GM filed for bankruptcy, all the dealerships closed, and it's june and I'm in jeans and a sweatshirt and I'm cold. What is the point of living in this state anymore?
a lot of self evaluation comes after you have to clean up a trashcan of your own vomit and condoms
After Sake bombs he tried to puke into an alluminum beer bottle and shot vomit streaks in a perfect V out the sides of his mouth and hit BOTH girls he had bought drinks for that night. He was like an Icon of Cock-blocking yourself.
Theres been so much buildup for our genitals to meet, one or both of us is sure to be disappointed.
When his Irish accent comes out my uterus hums. Or some productive organ down there, I'm not sure of the logistics
Rain ponchos don't count as shirts at the bar. FYI.
Its like the unofficial aniversary of the loss of her virginity. And I will be giving tours of the spot they did it in and showing how I'm serious when I say the grass doesn't grow there anymore.
Went to an open-bar law school party and puked in front of Justice Scalia. My legal career is now complete -- I literally got judged by a U.S. Supreme Court Justice. Can't get any higher than that.
We now only communicate via Xbox messages.

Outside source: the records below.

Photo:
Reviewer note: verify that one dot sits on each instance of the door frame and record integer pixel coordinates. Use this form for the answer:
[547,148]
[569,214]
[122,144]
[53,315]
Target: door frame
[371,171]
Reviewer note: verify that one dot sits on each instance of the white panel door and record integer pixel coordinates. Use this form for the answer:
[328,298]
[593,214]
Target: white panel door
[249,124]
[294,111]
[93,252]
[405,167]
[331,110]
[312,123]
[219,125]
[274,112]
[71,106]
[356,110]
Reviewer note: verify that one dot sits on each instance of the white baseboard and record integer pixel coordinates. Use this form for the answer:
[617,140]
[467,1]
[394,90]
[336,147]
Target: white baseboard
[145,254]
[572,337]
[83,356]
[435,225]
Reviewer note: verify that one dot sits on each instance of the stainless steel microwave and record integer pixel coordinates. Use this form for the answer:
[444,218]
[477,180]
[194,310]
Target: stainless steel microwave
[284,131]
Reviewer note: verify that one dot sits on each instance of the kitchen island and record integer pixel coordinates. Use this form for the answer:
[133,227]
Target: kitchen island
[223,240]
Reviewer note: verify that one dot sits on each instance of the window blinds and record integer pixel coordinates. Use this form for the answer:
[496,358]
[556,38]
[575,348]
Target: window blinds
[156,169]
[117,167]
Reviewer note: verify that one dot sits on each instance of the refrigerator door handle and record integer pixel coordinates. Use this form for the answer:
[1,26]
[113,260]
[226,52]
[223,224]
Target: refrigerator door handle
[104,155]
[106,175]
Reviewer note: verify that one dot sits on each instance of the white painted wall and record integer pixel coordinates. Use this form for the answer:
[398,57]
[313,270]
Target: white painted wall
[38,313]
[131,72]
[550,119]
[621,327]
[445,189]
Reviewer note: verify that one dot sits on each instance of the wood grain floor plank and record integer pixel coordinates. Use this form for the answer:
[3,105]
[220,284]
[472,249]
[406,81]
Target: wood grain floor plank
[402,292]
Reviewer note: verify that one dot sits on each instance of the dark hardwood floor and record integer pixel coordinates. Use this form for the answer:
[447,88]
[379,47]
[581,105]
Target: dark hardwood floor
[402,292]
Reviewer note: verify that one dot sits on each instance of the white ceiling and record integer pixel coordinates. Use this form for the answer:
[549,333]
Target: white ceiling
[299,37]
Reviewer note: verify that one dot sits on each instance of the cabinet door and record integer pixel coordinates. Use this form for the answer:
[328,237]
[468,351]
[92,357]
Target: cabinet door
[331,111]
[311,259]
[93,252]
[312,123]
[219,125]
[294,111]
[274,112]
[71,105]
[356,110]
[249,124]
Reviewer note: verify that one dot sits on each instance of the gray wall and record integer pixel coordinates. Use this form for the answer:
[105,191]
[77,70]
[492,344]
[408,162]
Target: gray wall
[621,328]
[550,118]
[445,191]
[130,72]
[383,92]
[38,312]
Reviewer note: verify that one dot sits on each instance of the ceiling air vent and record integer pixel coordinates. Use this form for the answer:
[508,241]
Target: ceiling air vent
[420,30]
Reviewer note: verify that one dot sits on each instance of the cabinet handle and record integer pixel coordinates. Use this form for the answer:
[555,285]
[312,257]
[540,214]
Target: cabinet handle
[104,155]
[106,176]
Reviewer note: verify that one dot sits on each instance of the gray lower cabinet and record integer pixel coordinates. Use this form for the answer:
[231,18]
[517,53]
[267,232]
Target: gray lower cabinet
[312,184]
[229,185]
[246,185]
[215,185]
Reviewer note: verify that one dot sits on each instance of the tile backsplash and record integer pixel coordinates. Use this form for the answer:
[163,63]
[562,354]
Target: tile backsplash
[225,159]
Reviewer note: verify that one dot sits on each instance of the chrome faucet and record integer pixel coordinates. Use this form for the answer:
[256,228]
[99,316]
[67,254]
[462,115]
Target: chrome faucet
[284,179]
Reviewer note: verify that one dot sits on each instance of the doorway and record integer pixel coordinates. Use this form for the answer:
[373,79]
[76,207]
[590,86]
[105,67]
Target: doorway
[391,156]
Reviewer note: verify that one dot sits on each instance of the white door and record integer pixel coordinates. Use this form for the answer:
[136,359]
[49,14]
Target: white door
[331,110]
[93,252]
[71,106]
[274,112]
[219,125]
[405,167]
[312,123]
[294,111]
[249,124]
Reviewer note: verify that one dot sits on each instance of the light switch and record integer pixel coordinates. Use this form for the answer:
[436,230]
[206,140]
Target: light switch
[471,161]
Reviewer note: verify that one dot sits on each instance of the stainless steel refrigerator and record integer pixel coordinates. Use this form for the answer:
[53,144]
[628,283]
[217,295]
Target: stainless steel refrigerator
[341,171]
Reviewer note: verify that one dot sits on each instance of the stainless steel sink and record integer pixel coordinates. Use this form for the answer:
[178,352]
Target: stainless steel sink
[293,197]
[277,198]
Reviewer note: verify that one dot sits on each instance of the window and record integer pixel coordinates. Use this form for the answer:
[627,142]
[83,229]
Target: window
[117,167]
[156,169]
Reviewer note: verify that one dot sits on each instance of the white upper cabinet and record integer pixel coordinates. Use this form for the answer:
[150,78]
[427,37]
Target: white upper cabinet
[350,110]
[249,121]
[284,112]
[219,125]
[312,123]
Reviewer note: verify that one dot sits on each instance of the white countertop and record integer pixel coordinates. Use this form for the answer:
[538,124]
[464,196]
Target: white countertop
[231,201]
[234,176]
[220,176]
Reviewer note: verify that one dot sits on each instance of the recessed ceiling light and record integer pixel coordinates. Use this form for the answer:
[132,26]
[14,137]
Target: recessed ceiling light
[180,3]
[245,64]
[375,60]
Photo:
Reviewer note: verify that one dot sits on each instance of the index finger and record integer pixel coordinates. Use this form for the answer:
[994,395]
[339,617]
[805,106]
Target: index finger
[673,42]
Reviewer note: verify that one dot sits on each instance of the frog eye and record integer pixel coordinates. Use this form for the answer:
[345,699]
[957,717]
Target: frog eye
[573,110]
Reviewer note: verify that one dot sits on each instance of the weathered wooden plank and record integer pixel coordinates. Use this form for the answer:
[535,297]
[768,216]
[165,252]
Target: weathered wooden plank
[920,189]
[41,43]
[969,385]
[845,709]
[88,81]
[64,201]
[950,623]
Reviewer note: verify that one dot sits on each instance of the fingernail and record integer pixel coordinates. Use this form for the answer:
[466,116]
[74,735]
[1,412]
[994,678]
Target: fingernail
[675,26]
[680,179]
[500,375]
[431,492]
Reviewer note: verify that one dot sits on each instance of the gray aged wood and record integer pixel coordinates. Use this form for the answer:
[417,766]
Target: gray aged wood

Living together is so easy
Idk how much more i could have responded my dick was basically trying to unzip the zipper and hop out
I'm in my onesie attempting to spoon-feed myself cold soup. I'm playing freeze tag with my hangover. My hangover's winning.
i swear i was one second from getting his number and then the shrooms kicked in
being broke is really keeping my alcoholism in check
Hey? Just a hypothetical. You ever accidentally kill somebody's cat on purpose? Like you didn't mean to but it had it coming? If you're wondering it tripped me while I was walking down the stairs and I landed on it as I fell.